Environmental work goes on, of course, more than one day a year. Not long ago, a reader emailed us with the subject header “interested in making a difference.” She wanted to become more engaged with earth-friendly organizations or movements.
We can’t possibly list all the great groups active in our area, but we can reliably say there are plenty to be found.
For starters, the Egremont Green Committee always welcomes new members.
Also close to home is the Egremont Land Trust, a local conservation organization.
The Berkshire Women’s Action Group has an environment committee.
The climate-change focused group 350.org has a local chapter.
The Berkshire Environmental Action Team newsletter lists local environmental news and events.
The Audubon Society has a local chapter.
The Berkshire Natural Resources Council, based in Pittsfield, offers ways to help protect the land.

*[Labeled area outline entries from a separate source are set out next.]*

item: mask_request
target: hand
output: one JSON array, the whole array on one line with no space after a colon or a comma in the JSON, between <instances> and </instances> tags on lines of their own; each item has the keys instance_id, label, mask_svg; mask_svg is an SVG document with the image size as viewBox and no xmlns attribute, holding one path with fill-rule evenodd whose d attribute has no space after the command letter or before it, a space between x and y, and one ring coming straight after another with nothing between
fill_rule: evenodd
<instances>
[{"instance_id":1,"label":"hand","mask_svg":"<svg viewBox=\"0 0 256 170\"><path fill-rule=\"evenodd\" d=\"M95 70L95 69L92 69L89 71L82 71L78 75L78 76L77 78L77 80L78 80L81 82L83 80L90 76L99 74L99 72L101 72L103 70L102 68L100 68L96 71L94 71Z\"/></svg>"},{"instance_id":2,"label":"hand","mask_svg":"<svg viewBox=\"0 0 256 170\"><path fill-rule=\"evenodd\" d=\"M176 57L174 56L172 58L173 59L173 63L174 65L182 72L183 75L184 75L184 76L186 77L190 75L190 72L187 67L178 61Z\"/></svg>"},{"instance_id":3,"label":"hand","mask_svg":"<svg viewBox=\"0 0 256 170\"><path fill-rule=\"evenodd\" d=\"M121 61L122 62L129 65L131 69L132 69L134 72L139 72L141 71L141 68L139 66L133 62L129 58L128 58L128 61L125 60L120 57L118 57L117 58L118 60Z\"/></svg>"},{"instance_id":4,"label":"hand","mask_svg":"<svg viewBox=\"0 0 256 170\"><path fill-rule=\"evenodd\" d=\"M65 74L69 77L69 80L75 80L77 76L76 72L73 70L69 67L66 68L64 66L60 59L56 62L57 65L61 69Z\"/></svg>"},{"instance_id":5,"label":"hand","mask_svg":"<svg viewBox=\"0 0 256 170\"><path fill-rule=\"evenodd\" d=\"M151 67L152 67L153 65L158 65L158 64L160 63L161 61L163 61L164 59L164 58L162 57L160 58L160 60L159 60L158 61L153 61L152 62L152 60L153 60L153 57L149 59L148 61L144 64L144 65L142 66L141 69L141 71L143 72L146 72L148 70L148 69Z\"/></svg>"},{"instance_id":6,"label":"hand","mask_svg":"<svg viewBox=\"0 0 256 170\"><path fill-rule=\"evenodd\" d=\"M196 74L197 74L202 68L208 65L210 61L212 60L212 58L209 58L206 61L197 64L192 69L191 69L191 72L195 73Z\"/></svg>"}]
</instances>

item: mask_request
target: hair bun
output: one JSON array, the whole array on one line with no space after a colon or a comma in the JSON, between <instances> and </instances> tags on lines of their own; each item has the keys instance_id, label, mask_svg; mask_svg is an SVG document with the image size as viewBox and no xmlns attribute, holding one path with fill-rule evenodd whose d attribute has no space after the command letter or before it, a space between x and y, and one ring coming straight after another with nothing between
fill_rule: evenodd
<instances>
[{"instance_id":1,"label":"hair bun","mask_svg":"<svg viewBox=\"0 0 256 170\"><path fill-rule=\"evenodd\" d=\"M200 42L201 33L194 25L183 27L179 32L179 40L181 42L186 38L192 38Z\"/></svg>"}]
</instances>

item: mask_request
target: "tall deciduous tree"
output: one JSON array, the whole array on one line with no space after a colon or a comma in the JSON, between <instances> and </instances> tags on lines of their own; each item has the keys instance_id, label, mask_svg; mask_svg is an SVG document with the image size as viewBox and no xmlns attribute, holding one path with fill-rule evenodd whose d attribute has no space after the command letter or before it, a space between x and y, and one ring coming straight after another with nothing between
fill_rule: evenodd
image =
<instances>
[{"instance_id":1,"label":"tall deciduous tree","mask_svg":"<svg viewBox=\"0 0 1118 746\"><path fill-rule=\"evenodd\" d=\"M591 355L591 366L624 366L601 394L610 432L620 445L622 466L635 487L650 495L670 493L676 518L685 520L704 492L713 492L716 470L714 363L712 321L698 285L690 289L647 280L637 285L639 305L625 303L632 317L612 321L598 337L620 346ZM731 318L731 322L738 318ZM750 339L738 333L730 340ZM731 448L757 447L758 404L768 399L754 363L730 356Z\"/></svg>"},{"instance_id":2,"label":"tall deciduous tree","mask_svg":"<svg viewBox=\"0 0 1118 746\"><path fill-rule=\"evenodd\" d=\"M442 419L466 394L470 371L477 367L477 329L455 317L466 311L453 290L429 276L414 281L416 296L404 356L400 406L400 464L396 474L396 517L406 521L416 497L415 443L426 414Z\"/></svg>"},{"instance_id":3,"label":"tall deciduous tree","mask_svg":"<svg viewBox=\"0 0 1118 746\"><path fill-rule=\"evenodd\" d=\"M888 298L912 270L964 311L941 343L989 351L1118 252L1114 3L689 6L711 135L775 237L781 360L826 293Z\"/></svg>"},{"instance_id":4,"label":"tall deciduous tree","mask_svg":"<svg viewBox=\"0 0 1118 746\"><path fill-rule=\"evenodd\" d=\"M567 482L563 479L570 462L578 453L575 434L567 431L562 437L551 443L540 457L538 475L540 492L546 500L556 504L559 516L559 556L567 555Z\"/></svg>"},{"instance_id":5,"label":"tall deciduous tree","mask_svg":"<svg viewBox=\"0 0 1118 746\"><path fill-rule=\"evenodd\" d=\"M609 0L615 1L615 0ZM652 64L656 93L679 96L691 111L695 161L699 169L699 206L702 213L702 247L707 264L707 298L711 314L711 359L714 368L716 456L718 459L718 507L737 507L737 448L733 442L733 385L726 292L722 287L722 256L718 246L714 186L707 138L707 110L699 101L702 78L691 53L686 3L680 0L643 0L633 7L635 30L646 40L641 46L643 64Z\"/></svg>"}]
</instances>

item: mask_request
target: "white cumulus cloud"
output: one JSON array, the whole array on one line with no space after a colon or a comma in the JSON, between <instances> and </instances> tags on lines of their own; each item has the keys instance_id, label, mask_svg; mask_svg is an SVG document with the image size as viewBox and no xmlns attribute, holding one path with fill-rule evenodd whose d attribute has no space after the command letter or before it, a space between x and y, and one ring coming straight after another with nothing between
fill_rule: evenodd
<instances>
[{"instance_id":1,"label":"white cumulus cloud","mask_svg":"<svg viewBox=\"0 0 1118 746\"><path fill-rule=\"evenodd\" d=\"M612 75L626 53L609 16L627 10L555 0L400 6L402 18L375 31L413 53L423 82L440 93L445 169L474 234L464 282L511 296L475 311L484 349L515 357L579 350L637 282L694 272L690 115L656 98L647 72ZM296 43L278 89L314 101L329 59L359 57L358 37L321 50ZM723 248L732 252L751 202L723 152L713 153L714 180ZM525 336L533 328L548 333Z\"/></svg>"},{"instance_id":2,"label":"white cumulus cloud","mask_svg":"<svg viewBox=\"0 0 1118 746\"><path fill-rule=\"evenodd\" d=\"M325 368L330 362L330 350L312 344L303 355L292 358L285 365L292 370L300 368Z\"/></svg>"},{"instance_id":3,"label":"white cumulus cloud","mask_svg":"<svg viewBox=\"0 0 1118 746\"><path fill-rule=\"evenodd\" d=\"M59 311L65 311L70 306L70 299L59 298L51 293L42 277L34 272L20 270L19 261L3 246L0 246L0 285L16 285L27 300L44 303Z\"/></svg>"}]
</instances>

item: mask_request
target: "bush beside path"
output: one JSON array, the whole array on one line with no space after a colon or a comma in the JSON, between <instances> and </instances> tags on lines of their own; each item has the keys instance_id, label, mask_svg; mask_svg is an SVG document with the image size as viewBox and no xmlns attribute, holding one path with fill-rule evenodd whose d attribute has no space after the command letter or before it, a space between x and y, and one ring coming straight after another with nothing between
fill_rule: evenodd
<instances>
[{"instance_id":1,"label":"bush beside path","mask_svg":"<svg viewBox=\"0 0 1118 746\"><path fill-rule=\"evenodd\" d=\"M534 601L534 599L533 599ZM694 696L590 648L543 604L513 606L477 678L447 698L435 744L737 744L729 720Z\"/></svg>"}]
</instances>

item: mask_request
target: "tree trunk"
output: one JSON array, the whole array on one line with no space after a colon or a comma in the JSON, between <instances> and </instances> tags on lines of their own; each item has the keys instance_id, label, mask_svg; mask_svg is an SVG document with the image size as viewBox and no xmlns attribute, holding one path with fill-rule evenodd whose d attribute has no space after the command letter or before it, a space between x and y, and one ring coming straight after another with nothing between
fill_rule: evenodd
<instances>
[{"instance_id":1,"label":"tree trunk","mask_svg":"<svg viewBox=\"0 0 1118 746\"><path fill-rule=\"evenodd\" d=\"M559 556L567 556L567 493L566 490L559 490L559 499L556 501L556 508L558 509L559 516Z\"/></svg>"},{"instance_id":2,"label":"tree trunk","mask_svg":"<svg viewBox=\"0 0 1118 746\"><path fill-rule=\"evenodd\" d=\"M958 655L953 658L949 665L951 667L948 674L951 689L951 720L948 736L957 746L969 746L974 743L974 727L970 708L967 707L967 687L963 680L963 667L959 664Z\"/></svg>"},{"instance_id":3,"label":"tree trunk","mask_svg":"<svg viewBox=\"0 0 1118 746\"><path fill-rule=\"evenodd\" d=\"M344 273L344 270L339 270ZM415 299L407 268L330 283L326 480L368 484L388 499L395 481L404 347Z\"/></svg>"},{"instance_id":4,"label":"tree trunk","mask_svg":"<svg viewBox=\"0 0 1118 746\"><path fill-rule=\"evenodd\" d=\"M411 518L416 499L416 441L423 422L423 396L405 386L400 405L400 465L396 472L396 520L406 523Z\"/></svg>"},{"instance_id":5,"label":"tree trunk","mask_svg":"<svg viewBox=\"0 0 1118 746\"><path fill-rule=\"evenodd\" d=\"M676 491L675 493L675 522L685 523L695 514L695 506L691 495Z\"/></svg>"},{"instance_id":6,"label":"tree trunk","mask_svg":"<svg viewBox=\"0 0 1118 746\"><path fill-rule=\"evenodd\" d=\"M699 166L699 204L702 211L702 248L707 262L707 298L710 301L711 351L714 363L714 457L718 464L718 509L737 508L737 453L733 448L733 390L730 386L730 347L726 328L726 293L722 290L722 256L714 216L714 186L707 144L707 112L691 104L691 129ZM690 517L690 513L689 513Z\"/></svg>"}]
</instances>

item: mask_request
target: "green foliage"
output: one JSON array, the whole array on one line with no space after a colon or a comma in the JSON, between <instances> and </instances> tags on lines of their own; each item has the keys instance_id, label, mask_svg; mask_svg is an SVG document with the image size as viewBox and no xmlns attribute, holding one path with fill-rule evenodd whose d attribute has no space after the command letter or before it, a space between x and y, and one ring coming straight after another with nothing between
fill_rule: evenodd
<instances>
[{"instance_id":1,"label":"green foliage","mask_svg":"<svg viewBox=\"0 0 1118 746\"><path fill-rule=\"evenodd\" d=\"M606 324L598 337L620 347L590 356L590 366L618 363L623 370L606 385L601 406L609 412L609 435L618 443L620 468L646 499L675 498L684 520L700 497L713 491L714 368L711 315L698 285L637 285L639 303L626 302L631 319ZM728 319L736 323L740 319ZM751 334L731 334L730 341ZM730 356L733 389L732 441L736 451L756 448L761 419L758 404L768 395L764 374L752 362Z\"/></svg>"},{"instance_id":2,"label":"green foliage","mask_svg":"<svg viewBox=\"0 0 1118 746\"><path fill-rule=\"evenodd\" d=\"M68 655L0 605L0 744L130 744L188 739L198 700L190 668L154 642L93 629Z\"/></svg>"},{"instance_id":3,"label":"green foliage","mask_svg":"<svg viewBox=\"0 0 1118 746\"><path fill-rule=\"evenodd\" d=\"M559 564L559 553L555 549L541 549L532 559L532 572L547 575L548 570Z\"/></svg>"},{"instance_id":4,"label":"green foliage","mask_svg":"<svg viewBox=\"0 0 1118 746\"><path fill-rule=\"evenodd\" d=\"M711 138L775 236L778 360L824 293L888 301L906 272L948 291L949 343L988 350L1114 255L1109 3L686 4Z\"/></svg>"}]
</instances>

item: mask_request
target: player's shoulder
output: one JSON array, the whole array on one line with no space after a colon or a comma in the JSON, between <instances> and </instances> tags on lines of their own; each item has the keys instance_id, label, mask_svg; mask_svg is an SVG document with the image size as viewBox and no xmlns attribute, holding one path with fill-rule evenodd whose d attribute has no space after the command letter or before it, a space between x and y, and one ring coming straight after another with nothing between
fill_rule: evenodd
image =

Earth Day is now celebrated around the world in more than 193 countries, according to Wikipedia. The Old Farmer’s Almanac reports “that the first one was held in 1970 by San Francisco activist John McConnell and Wisconsin Senator Gaylord Nelson who asked Americans to join in two separate grassroots demonstrations. McConnell chose the spring equinox (March 21, 1970) and Nelson chose April 22.”
But the impetus for the event, by many accounts, came from public concern about environmental pollution stirred many years earlier by the visionary science writer Rachel Carson, whose best-selling “Silent Spring,” published in 1962, spread a broad alarm about the rising use of chemicals, particularly pesticides. Some of us on the Green Committee link our environmental awakening to her work, and we dedicate this article to her memory.